IMO, making a simulation as complex as our universe is beyond the foreseeable future. I think it's still on-par with a religious belief. Though for me it's incredibly more interesting than conventional religions.
IMO, If you don't believe in the supernatural, but believe that we will one day be able to build a virtual universe with intelligent beings, and perhaps we ourselves are in one, you would be both an atheist and a believer at the same time. Those atheists would be part of a religion.
Every time Somone says something can't be done.... We figure it out...by the way there are things that print in three dimensions and it would not be hard to build the models through VR. I think a lot of things we imagine just are not as practicle as we originally imagined. We could all have quade copter cars, but there are obvious issues with that that nobody thought of when imagining the world of the jetsons.
The point being that technology also evolves with what is actually practical with the needs of man.

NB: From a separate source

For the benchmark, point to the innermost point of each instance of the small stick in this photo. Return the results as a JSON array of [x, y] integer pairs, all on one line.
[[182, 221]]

We will see what kind of limits there are. Moores law may or may not have an end soon. Who knows what other avenues computing can take. I have seen simulations the mimic galaxy collisions, people, and societies, markets etc etc. I don't think we are that far off at all.
I do believe in what some call the super natural ( but i dont believe in the supernatural. ( can that be understood). The most logical model for me is what we have been discusding. I just think it probably happened many universes ago. I'm just not completely blind. I have to
...I don't have a choice. My beliefs are not decisions they are just what I believe, based on thinking things through, not allowing to much bias, and personal interactions. and I'm not going to hide from myself.
It's been fun.
I hope you all can see why people like me ( agnostic theists) can easily consider atheism very much like a religion. There are some atheists that I would consider not being like religouse..... But I would probably call them true agnostics. If they are not willing to admit its a coin flip, then they have not looked into the possibilities deep enough.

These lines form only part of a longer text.